The novel has well developed characters and storyline; maybe the idea of having a deaf assassin does not appeal to me because at some point, the deaf assassin asked a question and got a reply which he heard, that was when he killed Eduardo's (Megan's boyfriend) friend after asking him which way David went and he was told David went towards the airport. Again, while pursuing David Becker at the church in Spain, David jumps back into the building and Hulohot (the assassin) felt his thud on the ground, now how is that possible for someone who is deaf? How a deaf man begins to hear suddenly and returns to being deaf amuses me, maybe he received some healing haha. That part where Susan suspected Hale of being NDakota and could not just blurt it out really got me washed out, why the hell must she wait that long to reveal what she knew to Strathmore at a private moment?

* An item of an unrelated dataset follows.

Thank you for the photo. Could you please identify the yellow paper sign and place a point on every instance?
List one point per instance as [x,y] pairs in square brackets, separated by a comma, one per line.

The novel does not rev up much complexities as the others where characters have to solve multiple word puzzles to reach their aim, the movement in Digital Fortress is smooth (although with too many coincidences for just one day--David's luck of being at the right spot at the right time--which leaves the story's verisimilitude in doubt). Here we are no longer dealing with art works or poetry, we are dealing with codes still but doing numbers--funny enough, still went down the classical era to learn of Julius Caesar's codification style.

In Achebe's parlance, he who wishes to see a mask dancing does not stand at a spot. Dan Brown has proven that his art is not all about building stories out of art relics and poetry, he has shown to us that he can also dabble into the modern world and come out unscathed, hence this techno thriller. This is why I mean by his been versatile.

Forsooth, my love for the novel is 'without wax'.